Sumenep – Jurnalis Sumenep Independen (JSI) kembali menegaskan komitmennya menjalankan jurnalisme beradab melalui aksi nyata di tengah masyarakat. Komitmen tersebut diwujudkan dengan mengawal pembangunan musala yang sempat ambruk di Dusun Cekkor, Desa Gunung Kembar, Kecamatan Manding, Kabupaten Sumenep, yang kini memasuki tahap akhir dan tinggal pemasangan keramik .
Pembangunan musala ini merupakan buah dari gerakan penggalangan dana yang dipelopori JSI, melibatkan berbagai elemen, mulai dari masyarakat, pemerintah, swasta, hingga para dermawan. Terbaru, JSI menerima bantuan 100 dus keramik dari seorang Hamba Allah yang menjadi bagian penting dalam penyelesaian bangunan ibadah tersebut.
Hingga Pertengahan Desember 2025, progres pembangunan musala telah mencapai sekitar 80 persen,
JSI menargetkan pembangunan dapat segera dirampungkan agar musala kembali difungsikan oleh masyarakat sekitar.
Ketua JSI, Igusty Madani, menyampaikan bahwa keterlibatan JSI dalam pembangunan musala ini merupakan implementasi nyata dari prinsip Ihdinas Sirotol Mustaqim, yakni berjalan di jalan lurus dalam profesi jurnalistik dengan menghadirkan manfaat langsung bagi masyarakat.

“Jurnalisme tidak berhenti pada pemberitaan. Jurnalisme harus menghadirkan kebermanfaatan. Bantuan dari para donatur ini adalah amanah yang harus diwujudkan menjadi amal jariyah yang nyata,” ujar Igusty.
Ia menegaskan, dukungan dari berbagai pihak menjadi energi moral bagi seluruh anggota JSI untuk terus bergerak dalam kegiatan sosial yang berkelanjutan.
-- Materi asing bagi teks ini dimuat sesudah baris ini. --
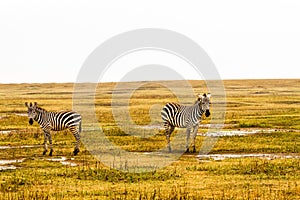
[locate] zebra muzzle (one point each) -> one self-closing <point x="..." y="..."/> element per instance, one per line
<point x="207" y="113"/>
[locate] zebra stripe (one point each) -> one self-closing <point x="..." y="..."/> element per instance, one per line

Menurutnya, musala bukan hanya bangunan fisik, tetapi simbol kepedulian, kebersamaan, dan nilai spiritual yang harus dijaga.
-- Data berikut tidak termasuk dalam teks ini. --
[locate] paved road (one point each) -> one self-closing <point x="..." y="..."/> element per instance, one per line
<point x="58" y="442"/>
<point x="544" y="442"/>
Pengurus JSI, Ibnu Hajar, yang turut meninjau langsung proses pembangunan, menilai musala tersebut memiliki peran penting bagi kehidupan keagamaan masyarakat setempat. Oleh karena itu, pembangunan kembali musala ambruk ini memiliki nilai sosial dan spiritual yang tinggi.
“Musala ini sangat dibutuhkan warga. Dukungan dari para donatur adalah bukti bahwa kepedulian sosial masih hidup dan tumbuh di tengah masyarakat,” katanya.
Selain mengawal pembangunan musala, JSI juga dikenal konsisten menjalankan berbagai program sosial, seperti kegiatan bersih-bersih lingkungan, program Saku Berkah untuk warga dhuafa setiap pekan, santunan anak yatim, serta inisiatif pengadaan Ambulans Umat. Program-program tersebut dijalankan sebagai bentuk tanggung jawab moral jurnalis sebagai bagian dari masyarakat.
Komitmen tersebut juga ditegaskan dalam Rapat Kerja (Raker) JSI yang digelar di Kota Batu, Jawa Timur. Dalam forum tersebut, JSI meneguhkan prinsip jurnalisme beradab, profesional, dan mencerdaskan publik sebagai fondasi organisasi. Prinsip Ihdinas Sirotol Mustaqim diposisikan sebagai pedoman etik agar jurnalis hadir sebagai penyejuk sosial dan pelopor kebaikan.
Melalui pembangunan musala di Manding dan berbagai aksi sosial lainnya, JSI menegaskan bahwa jurnalis bukan sekadar pengamat peristiwa, melainkan bagian dari solusi sosial dan kemanusiaan. Jurnalisme, bagi JSI, adalah jalan pengabdian yang menuntut kejujuran, kepedulian, dan keberanian untuk berbuat nyata demi kemaslahatan masyarakat.